How to use Gevent spawn in view function and use same single db connection

Hi, I’ve came up with a solution, that works for me, IDK if it’s ok to use one, but works for me so far.
So I have multiple queries and wanted to “parallelize” them using gevent spawn.
But I started seeing in logs multiple new db connections are created.
Django uses thread local variable for storing db connection, and gevent spawn makes new thread local for each greenlet, so Django thinks it’s running in new thread and creates new connection.
So I made a little decorator, that passes db, cache connection inside of new greenlet.
I can pass them safely because connection of psycopg is thread-safe. But I have to create new instance of db_wrapper for each greenlet db_wrapper = db.__class__(db.settings_dict, alias=db.alias), because db_wrapper can’t be used on another thread
It looks like a hack, but may be useful as a starting point for your own tests & experiments.

So now I can wrap func with the decorator

get_filtered_options = gevent_django_db(view.get_filtered_options)

then call them like this

available_brands = get_filtered_options("brands", "brand_id")
available_colors = get_filtered_options("colors", "color_recognized")
et_values = get_filtered_options("et_length", ignore=["etmin", "etmax"], order_by=["et_length"])

code below

import gevent
from django.db import connection
from django.core.cache import caches
def gevent_django_db(func):
    """
    Decorator to run a function in a gevent greenlet while sharing the existing
    Django DB connection (avoids creating a new one in the greenlet).
    """
    def wrapper(*args, **kwargs):
        db = connection._connections['default']
        cache_conn = caches['default']
        
        def runner(*args, **kwargs):
            # Create a wrapper DB instance sharing the existing connection
            db_wrapper = db.__class__(db.settings_dict, alias=db.alias)
            db_wrapper.connection = db.connection
            
            # Temporarily swap the global connection
            original_conn = connection._connections['default']
            connection._connections['default'] = db_wrapper

            caches['default'] = cache_conn
            try:
                # Call the original function
                return func(*args, **kwargs)
            finally:
                # Always restore the original connection
                connection._connections['default'] = original_conn
        
        # Spawn the greenlet and return it
        return gevent.spawn(runner, *args, **kwargs)
    
    return wrapper

I’m curious - do you have any numbers showing an actual benefit to doing this?

Even psycopg3 doesn’t parallelize queries on a single connection.

Quoting directly from: Concurrent operations - psycopg 3.3.0.dev2 documentation

Query execution and results retrieval on a connection is serialized: only one cursor at time will be able to run a query on the same connection (the Connection object will coordinate different cursors’ access).

and

However, if you expect to execute massively parallel operations on the database, it might be useful to use more than one connection at time, rather than many cursors on the same connection (or a mix of both).

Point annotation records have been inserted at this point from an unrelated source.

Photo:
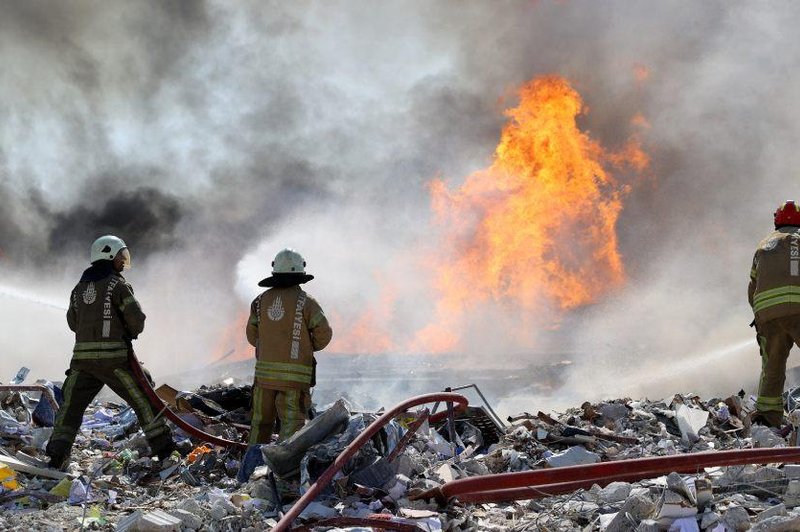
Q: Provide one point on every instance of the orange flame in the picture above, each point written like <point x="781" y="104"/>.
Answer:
<point x="232" y="344"/>
<point x="535" y="231"/>
<point x="538" y="225"/>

(This basic idea is also true for psycopg2.)

As a result, I’d be very surprised if you saw any improvement in the runtime for these three “concurrent” queries. In fact, I’d expect that you’d find the actual results to be worse.

Yes, sir. There were 11 sequential queries taking 3s to complete.
With gevent “parallelizing” it takes about 800 ms, time of the longest query plus some extra ms.

What is this function?

Is it a function that returns an evaluated queryset?

Yes it is,
get_filtered_options returns list of values, from cache or list(qs)